Fraudulent claims account for a significant portion of all claims received by insurers. Insurance crimes concerning personal injury or disability claimants, range in severity from exaggerating injuries to deliberately causing accidents. Fraudulent claimants try to gain financial advantage by false suggestions, faking injuries and disorders, and disguising or concealing the truth.
Experienced examiners have learned to identify indicators of suspicious claims and are equipped with strategies on how to establish the real facts. In difficult cases their investigation and final report could benefit from an investigative psychological evaluation of the claim and an indirect assessment of the claimant.
The most common form of insurance fraud is opportunistic - the exaggeration of a genuine personal claim. A real accident occurs, but the dishonest claimant takes the opportunity to make exaggerated bodily or psychological injury claims. Independent medical experts will provide professional medical assessments, but they often do not have the forensic expertise or experience to detect signs of deception and manipulation. Sometimes medical practitioners fail to use multiple sources of information or do not explore the facts and evidence behind the symptoms that the claimant says he or she is experiencing.
Malingering in the context of insurance claimants is the act of conscious, gross exaggeration of symptoms or impairment to obtain financial compensation. Claimants are sometimes skilled in simulating the symptoms of, for example, post-traumatic stress disorder or depression as a result of an accident. Malingering has been estimated to occur in up to 33% of disability claimants.
A false accusation of, say, sexual harassment in the workplace has a ripple effect that spreads beyond just the accuser and the accused. It has the potential to result in negative morale and insecurity amongst other workers, leaving management with serious difficulties. Problems are exacerbated if management act prior to establishing all of the facts available.
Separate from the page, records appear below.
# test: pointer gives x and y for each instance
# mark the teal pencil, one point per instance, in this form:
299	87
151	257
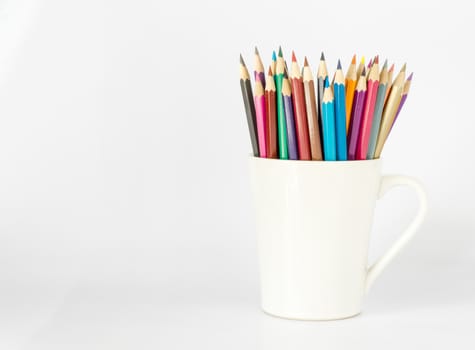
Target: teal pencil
281	123
378	110
340	113
328	121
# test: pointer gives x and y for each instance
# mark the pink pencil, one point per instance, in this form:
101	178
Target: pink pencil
260	104
368	112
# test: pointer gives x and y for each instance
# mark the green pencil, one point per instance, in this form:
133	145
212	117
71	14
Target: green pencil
281	124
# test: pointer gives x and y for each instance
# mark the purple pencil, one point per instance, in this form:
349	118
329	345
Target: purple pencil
405	92
289	118
356	114
259	74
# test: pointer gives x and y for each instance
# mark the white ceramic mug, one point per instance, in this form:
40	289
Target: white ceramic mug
313	224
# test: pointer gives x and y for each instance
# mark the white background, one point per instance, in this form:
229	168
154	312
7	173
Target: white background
125	217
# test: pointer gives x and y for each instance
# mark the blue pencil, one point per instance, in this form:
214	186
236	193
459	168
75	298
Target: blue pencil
328	121
340	113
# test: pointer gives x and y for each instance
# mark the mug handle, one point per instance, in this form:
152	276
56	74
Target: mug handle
388	182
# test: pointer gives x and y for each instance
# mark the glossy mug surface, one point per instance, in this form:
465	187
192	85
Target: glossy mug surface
314	221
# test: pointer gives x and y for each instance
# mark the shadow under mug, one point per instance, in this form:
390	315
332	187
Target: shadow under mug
313	226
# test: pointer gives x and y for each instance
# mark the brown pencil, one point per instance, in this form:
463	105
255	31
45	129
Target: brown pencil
271	122
300	113
248	99
312	112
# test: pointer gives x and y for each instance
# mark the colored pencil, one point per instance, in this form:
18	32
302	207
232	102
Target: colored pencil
378	110
390	82
356	114
360	69
368	112
405	92
259	74
271	121
247	97
312	112
273	63
390	110
328	123
289	117
260	104
281	123
322	74
340	113
300	113
350	84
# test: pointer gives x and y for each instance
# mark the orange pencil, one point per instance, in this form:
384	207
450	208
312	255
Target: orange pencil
350	84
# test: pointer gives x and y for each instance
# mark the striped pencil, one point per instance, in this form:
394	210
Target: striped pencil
405	92
356	114
350	84
289	117
249	105
281	124
271	121
259	74
312	112
340	113
300	113
360	69
390	110
378	111
390	82
368	112
260	103
328	123
322	74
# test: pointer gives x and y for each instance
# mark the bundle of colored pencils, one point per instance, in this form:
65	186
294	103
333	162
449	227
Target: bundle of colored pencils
292	117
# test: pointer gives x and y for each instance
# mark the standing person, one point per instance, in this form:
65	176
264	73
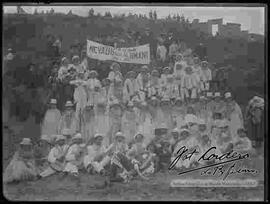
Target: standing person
80	96
178	113
173	49
88	122
143	79
178	74
218	104
205	77
154	84
145	122
148	38
77	65
130	87
68	119
84	62
93	87
115	74
161	53
203	112
155	110
233	114
164	81
22	166
188	84
50	124
115	118
166	111
255	121
102	120
129	125
116	91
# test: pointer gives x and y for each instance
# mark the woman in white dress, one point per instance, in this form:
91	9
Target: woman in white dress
50	124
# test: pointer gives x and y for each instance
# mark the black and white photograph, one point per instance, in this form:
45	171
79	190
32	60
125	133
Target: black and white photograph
134	102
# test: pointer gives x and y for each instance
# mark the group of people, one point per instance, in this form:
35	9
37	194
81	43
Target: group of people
128	126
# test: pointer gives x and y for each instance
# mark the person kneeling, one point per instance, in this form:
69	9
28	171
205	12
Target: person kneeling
22	166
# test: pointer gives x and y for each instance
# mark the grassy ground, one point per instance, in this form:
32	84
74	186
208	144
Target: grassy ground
90	187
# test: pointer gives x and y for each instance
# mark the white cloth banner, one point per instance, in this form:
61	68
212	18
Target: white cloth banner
136	55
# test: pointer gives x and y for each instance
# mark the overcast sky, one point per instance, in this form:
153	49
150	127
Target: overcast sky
250	18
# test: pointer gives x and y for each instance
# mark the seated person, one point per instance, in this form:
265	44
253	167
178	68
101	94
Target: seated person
22	166
96	159
56	157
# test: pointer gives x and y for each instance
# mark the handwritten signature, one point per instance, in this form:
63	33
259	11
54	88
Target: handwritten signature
218	162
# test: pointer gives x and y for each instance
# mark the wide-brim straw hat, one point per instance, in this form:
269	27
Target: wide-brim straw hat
228	95
68	104
184	130
98	135
76	57
77	136
45	138
53	101
138	134
59	138
119	134
217	94
26	141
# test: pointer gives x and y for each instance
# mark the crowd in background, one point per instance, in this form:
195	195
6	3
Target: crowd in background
131	121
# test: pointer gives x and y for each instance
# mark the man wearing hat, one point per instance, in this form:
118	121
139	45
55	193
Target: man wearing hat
154	84
233	113
22	166
161	52
66	133
189	84
164	80
205	76
115	74
77	65
56	157
178	112
178	74
63	71
96	158
130	86
129	122
174	137
218	104
68	119
80	95
51	120
102	119
75	155
166	112
143	80
93	87
115	118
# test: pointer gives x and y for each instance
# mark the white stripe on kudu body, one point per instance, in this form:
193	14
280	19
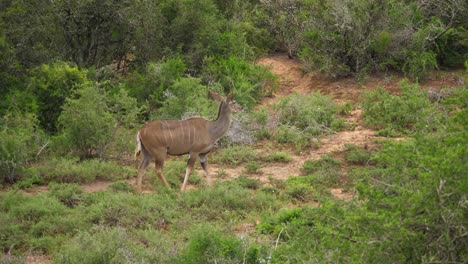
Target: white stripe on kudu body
202	134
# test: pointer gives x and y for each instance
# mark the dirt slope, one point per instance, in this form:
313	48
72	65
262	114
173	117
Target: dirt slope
294	80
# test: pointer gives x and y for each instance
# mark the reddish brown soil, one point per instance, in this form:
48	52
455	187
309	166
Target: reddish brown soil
292	79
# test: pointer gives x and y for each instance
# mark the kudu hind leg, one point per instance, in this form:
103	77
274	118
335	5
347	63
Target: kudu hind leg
188	170
204	164
159	164
141	170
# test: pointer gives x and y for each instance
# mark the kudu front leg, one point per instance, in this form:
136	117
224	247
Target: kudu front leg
141	172
204	164
159	166
188	170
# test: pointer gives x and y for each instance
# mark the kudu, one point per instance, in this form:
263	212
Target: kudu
195	136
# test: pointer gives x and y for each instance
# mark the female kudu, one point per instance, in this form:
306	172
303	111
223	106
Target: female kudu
194	136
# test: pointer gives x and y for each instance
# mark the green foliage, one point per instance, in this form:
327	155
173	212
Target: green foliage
434	166
235	155
70	194
260	122
71	171
20	139
419	64
186	96
209	245
326	170
101	245
122	186
247	81
292	135
409	112
282	157
357	155
52	84
252	167
87	123
312	113
248	183
124	108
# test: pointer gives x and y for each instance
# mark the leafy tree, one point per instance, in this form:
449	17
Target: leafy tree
184	98
52	84
87	123
95	32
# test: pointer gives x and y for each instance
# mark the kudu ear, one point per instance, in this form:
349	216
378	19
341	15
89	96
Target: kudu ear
215	96
230	97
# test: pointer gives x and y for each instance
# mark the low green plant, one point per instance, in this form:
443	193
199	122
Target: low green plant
235	155
252	167
282	157
70	194
409	112
122	186
249	183
101	245
305	189
67	170
356	155
29	182
313	113
20	140
248	82
326	170
286	134
207	244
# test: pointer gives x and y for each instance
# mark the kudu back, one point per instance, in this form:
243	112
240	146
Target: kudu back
195	137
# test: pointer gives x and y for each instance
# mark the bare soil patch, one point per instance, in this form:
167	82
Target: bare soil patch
293	79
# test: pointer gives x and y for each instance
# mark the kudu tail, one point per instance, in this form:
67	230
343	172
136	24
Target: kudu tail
138	146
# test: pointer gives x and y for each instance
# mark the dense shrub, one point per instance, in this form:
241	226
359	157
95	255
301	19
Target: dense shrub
247	81
185	98
87	123
235	155
409	112
66	170
52	84
208	245
312	113
20	140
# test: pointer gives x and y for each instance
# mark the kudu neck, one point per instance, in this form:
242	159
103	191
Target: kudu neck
219	126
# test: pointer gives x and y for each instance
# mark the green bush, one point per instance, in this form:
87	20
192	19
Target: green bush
326	170
252	167
282	157
87	123
72	171
52	84
235	155
20	140
312	113
248	183
101	245
122	186
292	135
69	194
209	245
185	98
356	155
247	81
411	111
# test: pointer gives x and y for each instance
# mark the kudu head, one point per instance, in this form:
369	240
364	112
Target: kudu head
229	101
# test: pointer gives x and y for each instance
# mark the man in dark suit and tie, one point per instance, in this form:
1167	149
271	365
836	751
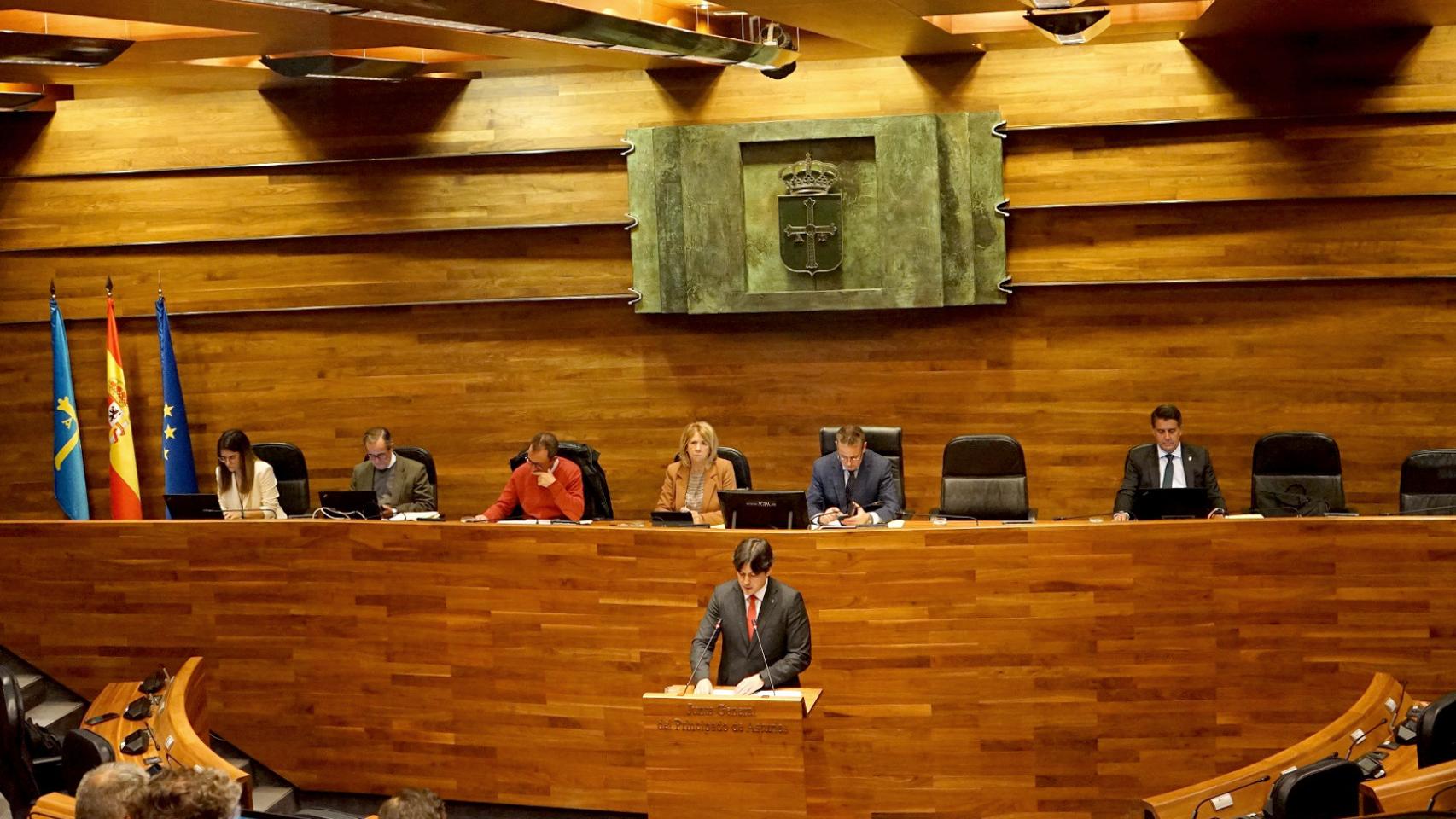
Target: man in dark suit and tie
849	480
1171	464
760	620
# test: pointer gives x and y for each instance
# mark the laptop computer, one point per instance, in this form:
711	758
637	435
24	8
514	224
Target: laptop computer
348	501
1169	503
673	520
194	507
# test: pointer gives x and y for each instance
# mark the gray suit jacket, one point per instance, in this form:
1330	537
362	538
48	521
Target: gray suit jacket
783	629
1144	470
410	486
876	483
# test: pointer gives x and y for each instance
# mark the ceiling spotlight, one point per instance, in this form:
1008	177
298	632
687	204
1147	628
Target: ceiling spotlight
1072	28
31	49
342	67
778	37
781	72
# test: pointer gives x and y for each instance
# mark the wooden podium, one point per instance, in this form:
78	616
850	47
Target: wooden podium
740	757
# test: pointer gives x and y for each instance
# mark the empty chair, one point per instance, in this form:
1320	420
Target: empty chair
293	476
424	457
886	441
593	479
16	775
1297	473
1429	482
80	751
985	476
740	466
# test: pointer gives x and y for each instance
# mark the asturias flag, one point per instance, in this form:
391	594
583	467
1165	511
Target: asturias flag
177	443
70	472
125	495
Severe injury to the reputation and emotional state of the accused is often underestimated and a claim for false harassment can lead to substantive damages. For instance, the falsely accused employee may lose wages, promotion or even their career. A company can be held liable if it can be shown that their management mishandled the situation.
Insurance examiners can benefit from a psychologically based investigation of the claim. This meticulously assesses both the circumstances surrounding the claim and the nature of the psychological disorder that is claimed. An evaluation of the statement reliability and any evidence of malingering is provided, as well as practical suggestions for further investigation. This may include interview advice (when interviewing the claimant), questions to put to witnesses or other sources of information, directions for a second medical opinion or an additional medical or psychological evaluation.
In cases where false accusation is suspected we offer a professional judgement of the claim. Our evaluation is aimed at pointing out indicators of deceit and unreliability, and providing a description of the motivations of the claimant. This assessment allows us to prescribe tailor-made management procedures and an effective response to the claimant, focusing on damage control and prevention of further escalation or recurrence.